It’s Not TOO Late: Order for Spring Planting and Save 10-25%!
Time is running out! 31 varieties are already sold out, and we hope to wrap up spring shipping on Monday, May 4 – so even if you wait until June to plant, NOW is the time to order our easy, gorgeous iris, daylilies, dahlias, glads, tuberoses, rain lilies, crocosmia, and crinums for a summer full of beauty and excitement.
Like saving money? See our Bulbs on Sale page for 24 frugal jewels now at savings of 10-25%.
Can’t decide? Try our fabulous Intro to Heirlooms ($35 worth of great bulbs for just $30), Dreamy Dahlias, Pint-Sized Glads, or other easy samplers.
Just make sure to order SOON or you’ll miss out on all the fun!
LAST WEEK for Iris and Daylilies!
Spring is in a rush here, and our iris and daylilies will soon be too far along to transplant safely, so this FRIDAY is the last day to order them. Seven are now on sale at savings of 10-25%, including lavender-pink ‘Susan Bliss’ (now just $6.40) and peachy-pink ‘Evelyn Claar’ ($7.20). You’ll get extra value in our Classic Daylilies sampler, too – a fifth daylily for free!
See what you’ll get here. We dig all of our iris and many of our daylilies the day we ship them from our Ann Arbor micro-farms. Plant them immediately and they’ll start multiplying happily and reward you forever – but only if you order by midnight this Friday!
Dahlia Accolades: 5 RHS Award Winners, 3 Tough Survivors in Maine
Of the more than 75,000 plants available to gardeners today, less than 10% have been honored by the Royal Horticultural Society with its prestigious Award of Garden Merit. These exceptional plants have proven their worth as “the best for all-around garden value.”
The RHS regularly updates the award list, and since availability is one criteria, varieties that have become hard to find are often dropped from it – making it all the more impressive that five of our heirloom dahlias are current AGM-winners: ‘Clair de Lune’, ‘David Howard’, ‘Glorie van Heemstede’, ‘Kidd’s Climax’, and already sold-out ‘Bishop of Llandaff’.

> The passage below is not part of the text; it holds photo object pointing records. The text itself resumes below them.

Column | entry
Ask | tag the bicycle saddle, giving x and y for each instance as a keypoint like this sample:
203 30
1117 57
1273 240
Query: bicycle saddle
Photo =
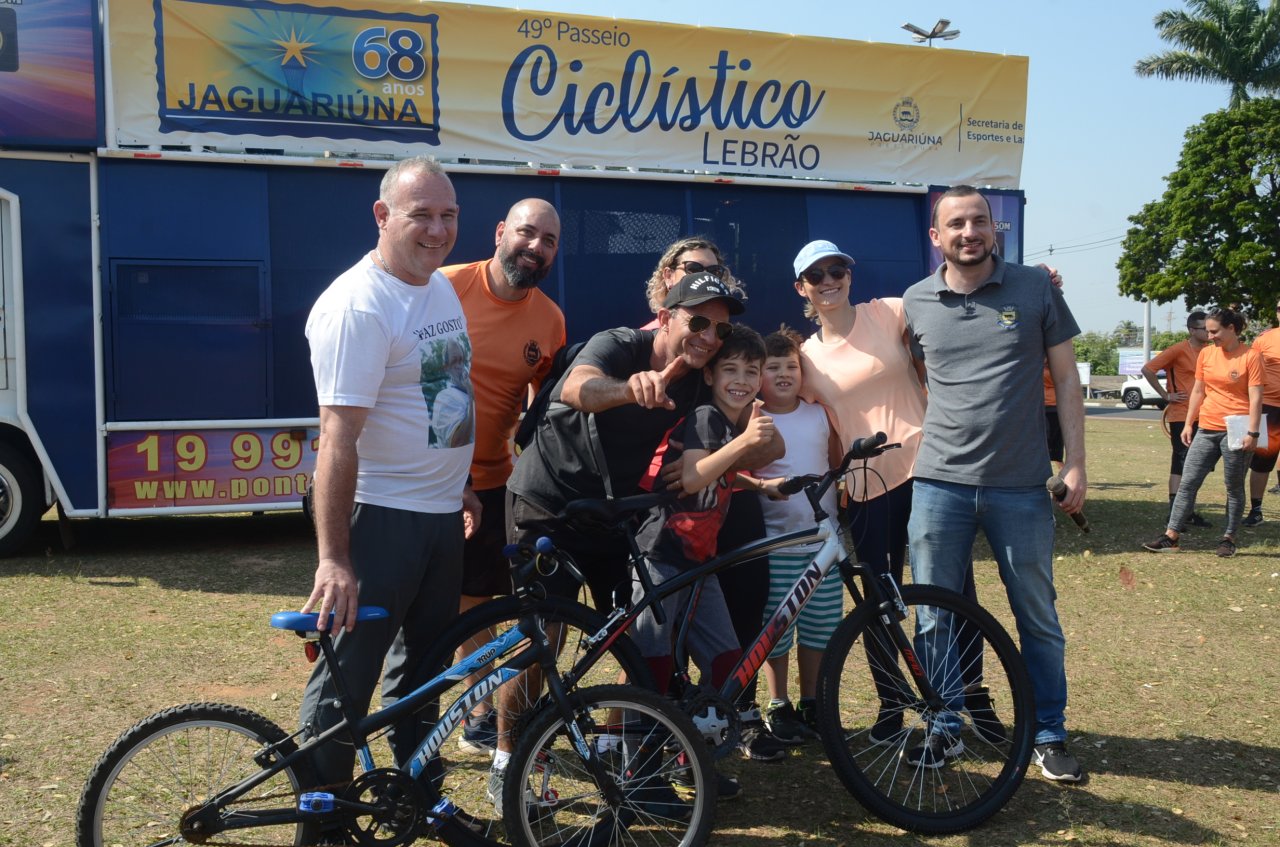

Another impressive accolade comes from our good customer Judith Mitchell of Waldoboro, Maine. “I got my first dahlias from you while it was still pretty chilly here in zone 5b,” she writes, “so I very carefully put my tubers aside to wait for warmer weather. Well, you can probably guess what happened – that’s right, I couldn’t find them. In fact, it was well into July when I almost literally stumbled upon them out in the shed.
“Ay-yi-yi, I thought. I immediately planted them with many apologies to the little guys, thinking, of course, that all was lost, I’d get nothing, and it was my own damned fault.
“BUT!!! Lo and behold, they soon sprouted, leaves unfurled, and – much to my rapturous delight – buds appeared! I heaped praise and encouragement on them, and at this late writing [Oct. 17], all have bloomed except for ‘Atropurpurea’, which does have two little buds although they probably won’t mature before frost. ‘Union Jack’ is lovely, and ‘Little Beeswings’ is sheer delight – the most adorable, perfect, and floriferous little dahlia in my dahlia-rich garden. Many thanks for all your marvelous flowers!”
Heirloom Myth-Busting #2: Does an Heirloom Have to Be 50 Years Old?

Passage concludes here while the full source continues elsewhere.